L’European Data Protection Board
Il Garante, oltre ad aver invitato tutti i titolari del trattamento dei dati ad attenersi alle indicazioni fornite dal Ministero della salute, è intervenuto anche sulla questione: diffusione dei dati personali. Tema sul quale è arrivata anche l’indicazione dell’European Data Protection Board, il Comitato europeo per la protezione dei dati, con la “Dichiarazione sul trattamento dei dati personali nel contesto dell’epidemia di COVID-19”, adottata il 19 marzo 2020. Il Comitato ha evidenziato che “anche in questi momenti eccezionali, titolari e responsabili del trattamento devono garantire la protezione dei dati personali degli interessati” e che “qualsiasi misura adottata in questo contesto deve rispettare i principi generali del diritto e non può essere irrevocabile”. Il GDPR, regolamento generale sulla protezione dei dati, prevede una serie di disposizioni che “si applicano anche al trattamento dei dati personali in un contesto come quello relativo al COVID-19” e consente alle autorità sanitarie pubbliche e ai datori di lavoro “di trattare i dati personali nel contesto di un’epidemia, conformemente al diritto nazionale”. Se il trattamento è necessario per motivi di interesse pubblico rilevante nel settore della sanità pubblica, ad esempio, non è necessario il consenso dei singoli soggetti. Il documento, poi, chiarisce anche la questione legata ai dati relativi alla localizzazione da dispositivi mobili per monitorare, contenere o attenuare la diffusione del COVID-19. “Le autorità pubbliche – evidenzia il Comitato – dovrebbero innanzitutto cercare di trattare i dati relativi all’ubicazione in modo anonimo, il che potrebbe permettere di generare analisi sulla concentrazione di dispositivi mobili in un determinato luogo (‘cartografia’)”.

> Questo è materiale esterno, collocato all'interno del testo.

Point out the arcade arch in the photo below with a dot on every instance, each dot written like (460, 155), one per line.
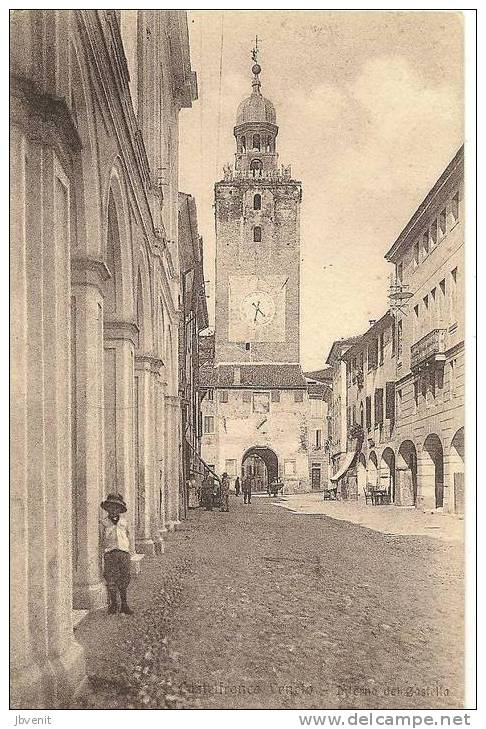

Il tema della tutela della privacy nell’ambito della diffusione di una epidemia rimane ampiamente approfondito nelle ultime settimane. Si tratta, ha ricordato Antonello Soro, Garante per la privacy, di trattamento di “informazioni delicate e sensibili”. Tuttavia, aggiunge il Garante, “l’emergenza legata all’epidemia comprime alcune libertà” e “tutto questo insieme di informazioni deve essere gestito con la giusta cautela da chi si occupa dell’emergenza. E quindi, nel caso attuale, saranno la protezione civile e gli ospedali a dover valutare fino a che punto i cittadini vadano informati. Non è utile, anzi è pericolosa – conclude Soro – la rincorsa alle informazioni. Anche perché la priorità resta quella di tutelare chi si trovi già in situazioni di sofferenza”.